(The Subsidiarity Times) In a radio interview with talk show host Brian Wilson of Brian Wilson and the Afternoon Drive, former Governor Jesse Ventura (Reform/Independence-MN), promoting his new book “DemoCRIPS and ReBLOODlicans: No More Gangs in Government”, put forward a very interesting proposition on how to get voters back to voting for individual candidates and what they stand for rather then just a political party, as well as revealing some little-known facts about his own term as governor in Minnesota.
“This could start at the local level. Why do we allow party or gang symbols and names on an election ballot? Turn them into Political Action Committees, the same ways that teachers union, the firemen, whatever, they could still endorse; but they do that by design. By putting the name Republican or Democrat next to the candidate, you don’t even have to know who the candidate is; if you are conservative you go in and look for Republican, if you are liberal, you go in and look for Democrat. If they remove all that, well then it is imperative to the voter then: ‘What does John Smith stand for?’”
This proposition followed a joke that Ventura shared with Wilson where he proposed that a law be made whereby every political candidate would be required to wear a NASCAR racing suit adorned with the names/symbols of all of his sponsors so the voters could then become informed voters and so know who “owns’ each particular candidate.

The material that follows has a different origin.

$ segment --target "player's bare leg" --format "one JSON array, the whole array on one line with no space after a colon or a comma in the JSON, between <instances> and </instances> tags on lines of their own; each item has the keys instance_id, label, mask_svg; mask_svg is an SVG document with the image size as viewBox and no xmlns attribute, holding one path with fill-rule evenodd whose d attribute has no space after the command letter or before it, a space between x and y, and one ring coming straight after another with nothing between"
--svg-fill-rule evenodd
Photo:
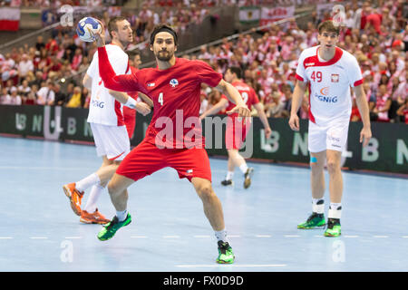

Further on in the interview, Ventura revealed some rather interesting facts about his own campaign for governor and his term as governor in Minnesota. He first revealed that he pulled off the impossible by getting Republicans and Democrats to unite together to oppose him during his last year as governor.
“Who else in the country can accomplish that today? Nobody” said Ventura, referencing the gridlock currently going on in Washington D.C.
Ventura then added a couple more fascinating facts “Let me go back to my campaign for a minute. I never took over fifty or a hundred dollars. I didn’t take any PAC money from any special interest group; and get this, here is what the media doesn’t want the public to know about my campaign in Minnesota: I only raised three hundred thousand dollars to become governor. So I bet I am the only elected official in fifty years in a major election, Governor, Congress, anything like that, who actually made more money doing the job then what I spent to get it…and because I didn’t take special interest (money), I am also the only governor or whatever in my four years, I never met with a lobbyist once.”